Companies scream bloody murder, and so does the white-collar bar. Over the course of the next decade, those powers are completely rolled back, which really strip the ability for prosecutors to get inside companies to investigate. That has a whole cascading series of effects.

Sirota: Okay. Now let's move up to the Obama era. What could the Obama administration have done based on all of the trends you've just charted, and what did it do instead?

Eisinger: The first thing they could have done is created a task force, a big, giant task force to address a variety of financial crisis-era cases. People should remember, the financial crisis hits in the end of the Bush administration. The height is September. The election is in November. All the firms that collapse, the criminal investigations are going on, and the late Bush administration folks who are on their way out don't take a series of serious decisions and let the investigations start to percolate. That's the first mistake.

The Obama administration inherits that mistake, but they compound it by not doing anything about it. One thing they needed to do was create a task force where you figuratively lock 50 prosecutors in a room together to look at — five needed to look at Lehman Brothers, and 10 needed to look at the CDO business, and five needed to look at Citi, and six needed to look at JP Morgan, etc., etc. If you had, they would have found crimes.

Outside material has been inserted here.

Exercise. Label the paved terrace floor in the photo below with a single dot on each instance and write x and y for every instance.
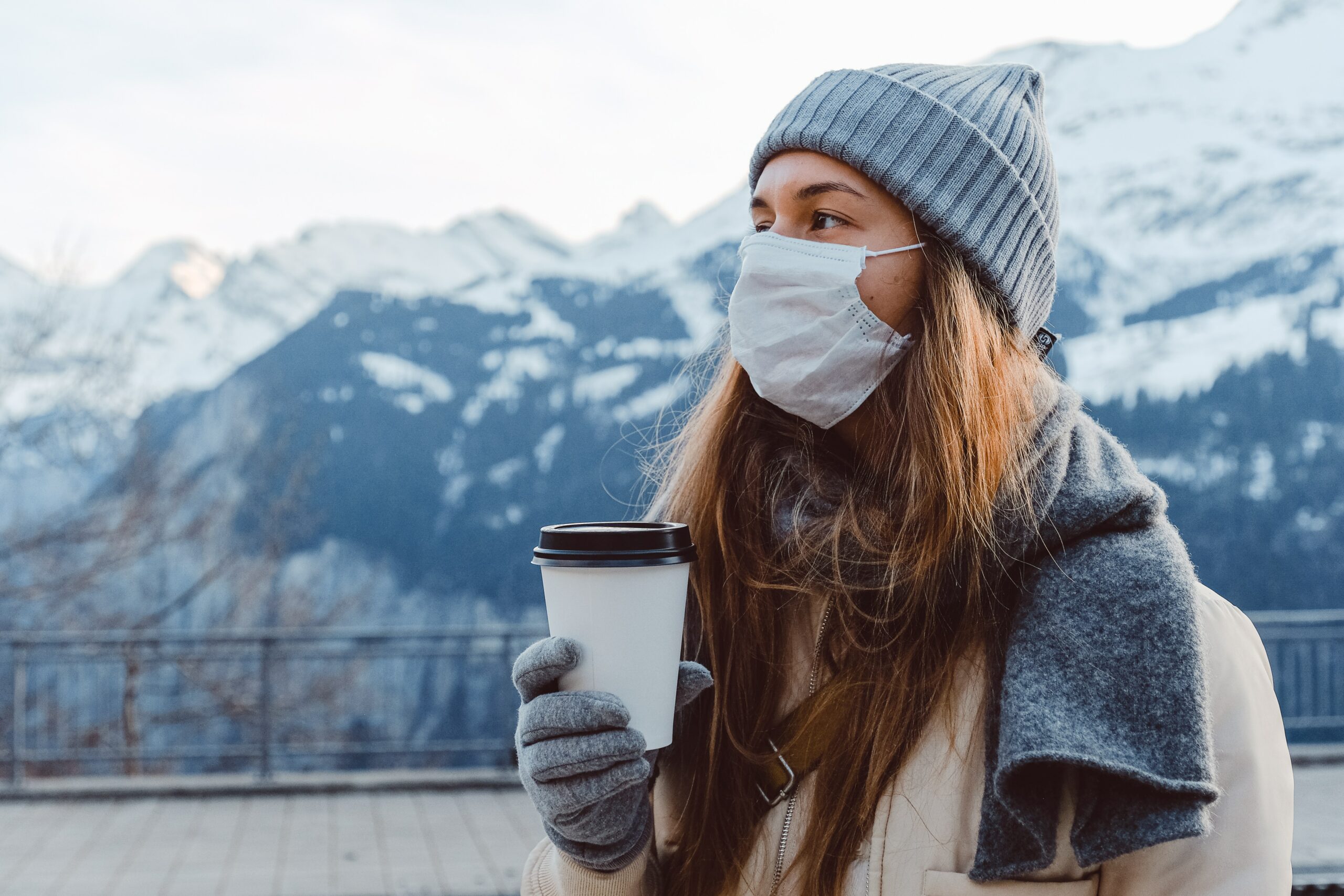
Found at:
(365, 836)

In fact, what happens is they don't really look in a serious way. Whenever you hear Eric Holder or Preet Bharara or Lanny Breuer saying, "We looked seriously and nobody ever presented us a criminal case without a doubt prosecuting a high-level individual," the secret is that they didn't look. That was mistake number one.

Sirota: What are the continuing effects of the Justice Department culture that the Obama administration basically helped cement?

Eisinger: The day-to-day legacy now is that the Department of Justice has lost the will and ability to prosecute top corporate executives. This is the flip side. [We] know about mass incarceration and the scandal of that, and that we disproportionately punish mostly poor, mostly people of color, in this country. This is the flip side of that, which is that we allow the rich and powerful to commit crimes with impunity if they are in executive positions at major corporations. That is a scandal, and it undermines the fairness and justice of our system and the rule of law.

The Obama administration has contributed to it. What they do now is they settle with corporations rather than focusing on prosecuting individuals. They have lost the skill set to do with it, because settling with corporations is so easy and because of the way settlements come about, which is that we have outsourced and privatized investigations to the corporations themselves. It's basically like allowing Pablo Escobar to hire the major law firm of Medellin to investigate whether Escobar is dealing drugs or not. That surprisingly is an investigation that might yield a few street-level drug users but is not going to actually implicate Pablo himself.

We have corporations who have a scandal. They hire a law firm. The law firm does the investigation. The investigation is studiously incurious about going to the top levels, and worse than that, they negotiate, then they hand the results to the Department of Justice. The Department of Justice looks over it, and then comes up with some kind of fine that the shareholders pay. The executives don't pay it. The company, the piece of paper has to pay it, but that comes out of shareholder pockets. Then those prosecutors, many of them, go to work for those law firms themselves after a few years. That is a deeply corrupt process.